In Shenzhen, Guangdong province, BGI Genomics, one of the world's largest genomic sequencing companies, has developed a variety of COVID-19 tests, using various technologies to meet diversified demand. Its test products have been exported to a total of more than 180 countries and regions.

The company's COVID-19 rapid nucleic acid test kits are more sensitive than many antigen detection products and are suitable for self-use.

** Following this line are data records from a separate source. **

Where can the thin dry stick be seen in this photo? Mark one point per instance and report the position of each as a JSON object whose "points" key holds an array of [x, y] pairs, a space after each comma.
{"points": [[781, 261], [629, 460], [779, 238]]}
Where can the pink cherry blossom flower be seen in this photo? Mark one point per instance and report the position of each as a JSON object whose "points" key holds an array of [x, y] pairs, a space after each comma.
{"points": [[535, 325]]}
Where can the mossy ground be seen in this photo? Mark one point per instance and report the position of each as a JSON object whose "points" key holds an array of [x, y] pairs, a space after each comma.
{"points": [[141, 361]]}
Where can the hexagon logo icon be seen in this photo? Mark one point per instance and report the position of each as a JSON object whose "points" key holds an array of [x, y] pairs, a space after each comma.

To meet demand for rapid testing in front-line situations such as customs control points, and at airports and ports that lack professional laboratory facilities and personnel, BGI came up with a solution called PM easy lab-an integrated system that can detect eight common respiratory pathogens simultaneously, including COVID-19.

According to Shi, in vitro diagnostic devices, or IVDs, which are designed to examine samples taken from the body, require a large amount of knowledge, interdisciplinary research and development, along with manufacturing and laboratory applications involving biology, physics, chemistry, optoelectronics and genetics. It is extremely difficult to develop high-end IVDs, Shi added.

Efforts by Chinese IVD producers to meet increased demand during the pandemic have seen them climb the industrial value chain, becoming better prepared to develop top-quality and original products for high-end markets, he added.

However, experts said Chinese pharmaceutical and medical device companies need to make more efforts to strengthen R&D and innovation capabilities, venture deeper into global markets, especially in developed economies.

Meng Lilian, chief analyst at the Sichuan Tianfu Health Industry Research Institute in Chengdu, capital of Sichuan province, said factors preventing such companies expanding their presence overseas include a low acceptance of China-made drugs in developed markets, and the inefficient commercialization of traditional Chinese medicine, or TCM, overseas.

Chen, the researcher at Renmin University, said, "Chinese enterprises must become more alert to variations in regulatory environments in different countries and they should also reinforce their R&D innovation capabilities.

"The best way for them to increase their global presence is to continually improve their product and service quality," he said.

TCM is expected to win increased global acceptance if international cooperation and product R&D are enhanced, Chen added.

As global exports of COVID-19 vaccines are declining, Chinese producers are also expected to strengthen technology and manufacturing cooperation with foreign counterparts while investing more in R&D, Chen said.